İdeal maç esnasında her pozisyon, hareket, pas, koşu vb. ideal olacağından, ofsayt, faul, taç, aut, korner vb. futbol kuralları geçerliliğini yitirir. Her pozisyonda en ideal kararı verecek olan ideal hakeme duyulan ihtiyaç da ortadan kalkar.

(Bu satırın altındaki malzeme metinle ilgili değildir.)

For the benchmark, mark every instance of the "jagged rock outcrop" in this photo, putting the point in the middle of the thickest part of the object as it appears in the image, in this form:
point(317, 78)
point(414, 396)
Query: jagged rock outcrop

Sıkıcılığa bakar mısınız. Ama futbolu bu sıkıcı durumdan kurtaran ve ideallikten yani düşünsel olarak mükemmel olma durumundan uzaklaştıran etken "hata faktörü"dür. Futbolu sıkıcı, tek düze ve tahmin edilebilir olmaktan uzak kılan, bir saniye sonrasının tahmin edilebilir olmasını engelleyen, her an heyecanımızı taze tutan en önemli sebep, oyunun içinde yer alan tüm aktörlerin, her an hata yapabilmesinin mümkün olmasıdır, bence. Bu tahmin edilemezlikten, bilinmezlikten doğan heyecan sanıyorum biz futbol sevenleri ekran başına kitleyen ve mümkün olan her maçı seyretmemize sebep veren.

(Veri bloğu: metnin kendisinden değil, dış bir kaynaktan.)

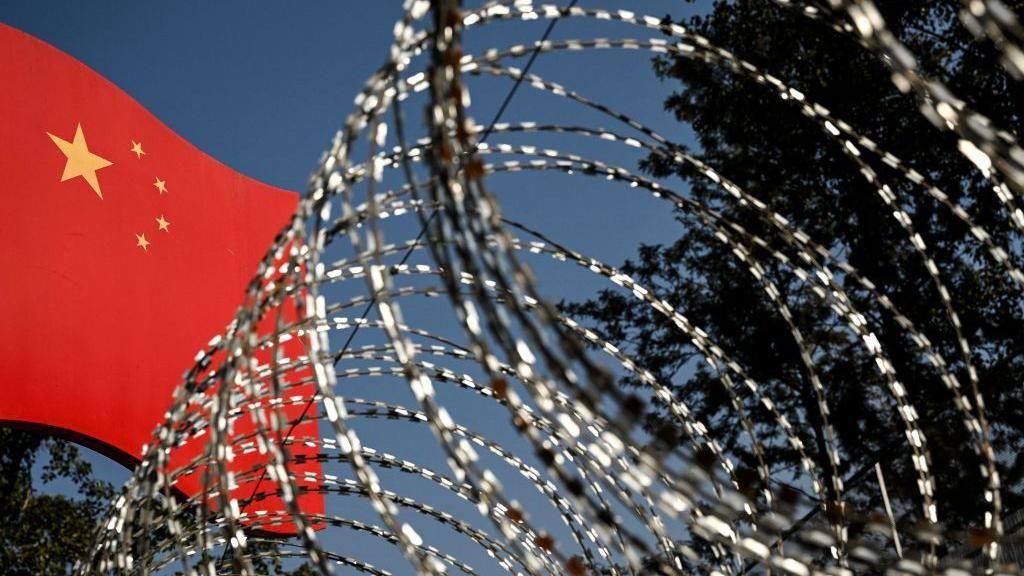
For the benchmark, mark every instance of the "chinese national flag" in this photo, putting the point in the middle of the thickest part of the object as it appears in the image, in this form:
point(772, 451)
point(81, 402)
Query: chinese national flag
point(123, 250)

Tüm bunlar ışığında denilebilir ki, aslında futbolda (ve top ile oynanan tüm sporlarda) ana amaç, rakibin hata yapmasını kovalayıp, onu hataya zorlayararak, hata geldiğinde yani beklenen fırsat doğduğunda en hatasız biçimde bu hatayı değerlendirmektir (cümleye gel!). Yapılan tüm antremanların ve taktik çalışmaların ana amacı hata yapma ihtimalini en aza indirmek, hata yapmamak için gerekli fiziksel ve taktiksel özelliklere kavuşmak, rakip hata yaptığında bunu farkedebilmek ve bu hatayı kendi menfaatine olumlu bir sonuca yönelik kullanabilmektir, sanki. Kendi güzel oyununu oynayan ve "rakibin hatasıyla falan işimiz olmaz, biz kendi fırsatımız kendimiz yaratır, golümüzü de kendimiz atarız" diyen bir takım bile golü bulmak için en azından rakip kalecinin hatasına muhtaçtır.

Hakem hatalarının bu işteki rolü de başka bir yazıya kalsın.

Futbolun keyfinin karşılıklı hatalardan geldiğini bilmek ve hata destekçiliği yaptığımızı farketmek garip olsa da, hata faktörünün oyuna heyecan pompalaması, bu garip durumu sevdiriyor insana.